# Smoking and reheating pork loin



## sirchad (Aug 26, 2014)

Planning ahead for a larger than normal smoke for labor day.  I'm gonna do about 10 pork loins for a party.  I'm wondering if I can smoke them the night before or the morning of the party and have them for supper around 6.  Is there a preferred way to reheat, or keep these pork loins warm??


----------



## oldschoolbbq (Aug 26, 2014)

Sirchad , first welcome to our forum . WE hope you find it a new home for all your smoking news and info.

Your Loins will a snap. IMHO , I would take them to 165*F and set back for later. This will have them at Med. and a re-heating won't harm them (make them tough and over cooked).

You can put them in Vac bags and heat in boiling water , OR serve them as coldcut Sammies. . Good on a Summer's day. Add some Libations and Pop for the Kids and your party is set.

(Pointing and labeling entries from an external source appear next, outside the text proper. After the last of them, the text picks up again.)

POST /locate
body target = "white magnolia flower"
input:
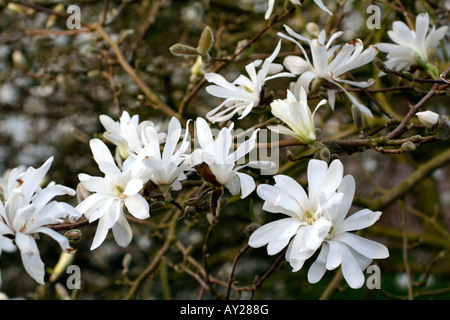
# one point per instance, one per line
(342, 247)
(328, 66)
(297, 115)
(319, 3)
(221, 160)
(245, 92)
(428, 118)
(110, 194)
(316, 219)
(28, 210)
(412, 47)
(166, 169)
(121, 132)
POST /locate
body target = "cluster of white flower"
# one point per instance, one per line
(317, 219)
(26, 210)
(146, 157)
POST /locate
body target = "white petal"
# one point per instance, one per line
(278, 197)
(334, 257)
(365, 247)
(133, 187)
(291, 186)
(100, 234)
(269, 232)
(30, 257)
(359, 220)
(138, 206)
(100, 151)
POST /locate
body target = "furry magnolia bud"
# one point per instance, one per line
(206, 41)
(183, 50)
(428, 118)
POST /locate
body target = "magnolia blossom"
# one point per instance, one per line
(121, 132)
(316, 219)
(166, 169)
(27, 210)
(297, 115)
(217, 154)
(319, 3)
(412, 47)
(328, 66)
(244, 93)
(110, 194)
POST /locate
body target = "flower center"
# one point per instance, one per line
(27, 223)
(309, 217)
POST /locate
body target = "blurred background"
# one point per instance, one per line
(54, 84)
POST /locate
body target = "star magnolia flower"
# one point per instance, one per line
(120, 132)
(317, 219)
(297, 115)
(412, 47)
(319, 3)
(328, 67)
(216, 154)
(110, 194)
(244, 93)
(26, 211)
(166, 170)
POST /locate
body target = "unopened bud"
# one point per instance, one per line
(428, 118)
(250, 228)
(358, 118)
(408, 76)
(206, 41)
(408, 146)
(157, 205)
(183, 50)
(443, 128)
(126, 261)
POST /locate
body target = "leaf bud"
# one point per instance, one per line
(443, 128)
(206, 41)
(358, 118)
(183, 50)
(408, 146)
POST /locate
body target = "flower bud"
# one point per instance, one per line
(408, 146)
(408, 76)
(183, 50)
(250, 228)
(428, 118)
(443, 128)
(206, 41)
(358, 118)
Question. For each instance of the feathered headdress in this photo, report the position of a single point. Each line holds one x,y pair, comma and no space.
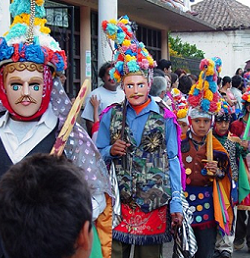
204,94
28,39
131,56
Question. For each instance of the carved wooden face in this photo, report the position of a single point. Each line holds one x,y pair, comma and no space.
24,90
136,89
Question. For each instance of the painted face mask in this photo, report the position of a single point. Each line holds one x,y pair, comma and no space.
25,89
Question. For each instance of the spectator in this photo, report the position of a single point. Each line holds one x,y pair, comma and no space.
174,81
165,66
185,84
237,91
239,71
193,77
108,93
180,72
45,209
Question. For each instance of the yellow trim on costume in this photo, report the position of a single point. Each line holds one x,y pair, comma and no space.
208,95
39,2
24,18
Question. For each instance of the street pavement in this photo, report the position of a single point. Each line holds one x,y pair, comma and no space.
168,251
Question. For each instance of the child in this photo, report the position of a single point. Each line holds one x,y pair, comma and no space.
224,245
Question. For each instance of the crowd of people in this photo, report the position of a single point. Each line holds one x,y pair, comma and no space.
168,158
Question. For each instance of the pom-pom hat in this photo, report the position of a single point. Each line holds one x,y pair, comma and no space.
204,95
28,39
131,56
225,111
181,105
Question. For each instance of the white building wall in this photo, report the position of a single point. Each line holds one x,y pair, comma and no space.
233,47
4,16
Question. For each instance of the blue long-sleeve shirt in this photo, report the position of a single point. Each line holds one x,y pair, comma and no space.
136,124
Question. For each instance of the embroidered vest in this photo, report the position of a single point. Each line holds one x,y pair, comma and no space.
143,173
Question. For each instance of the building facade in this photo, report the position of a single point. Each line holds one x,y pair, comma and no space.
76,25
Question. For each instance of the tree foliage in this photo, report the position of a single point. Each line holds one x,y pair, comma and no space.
183,49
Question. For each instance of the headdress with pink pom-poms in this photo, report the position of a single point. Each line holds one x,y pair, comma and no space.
131,56
204,94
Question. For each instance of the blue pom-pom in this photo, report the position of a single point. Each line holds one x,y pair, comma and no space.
213,86
204,171
119,67
205,105
133,66
5,51
196,92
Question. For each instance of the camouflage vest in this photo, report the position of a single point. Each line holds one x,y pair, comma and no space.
143,173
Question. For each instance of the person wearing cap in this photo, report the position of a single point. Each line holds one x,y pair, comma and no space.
181,110
35,104
139,141
224,244
238,128
207,164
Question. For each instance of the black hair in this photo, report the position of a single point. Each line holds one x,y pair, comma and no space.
237,71
225,80
185,84
158,72
236,81
159,84
174,78
104,68
44,203
163,63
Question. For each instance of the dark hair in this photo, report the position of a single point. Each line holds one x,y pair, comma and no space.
158,72
236,81
44,202
174,78
185,84
104,68
163,63
225,80
193,77
237,71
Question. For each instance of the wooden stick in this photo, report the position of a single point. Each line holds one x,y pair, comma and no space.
70,121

Hope you have a happy party ,oh,yes, if you don't already have one, get a decent Therm. . You'll be glad you did. You have time, order from Todd. 
	

	
	
		
		



		
			






Later. . .


----------



## sirchad (Aug 26, 2014)

Thanks for the tip.  I'm set on the thermometers!  Never have done a smoke and waited to eat what I've made for more than a few minutes!! lol


----------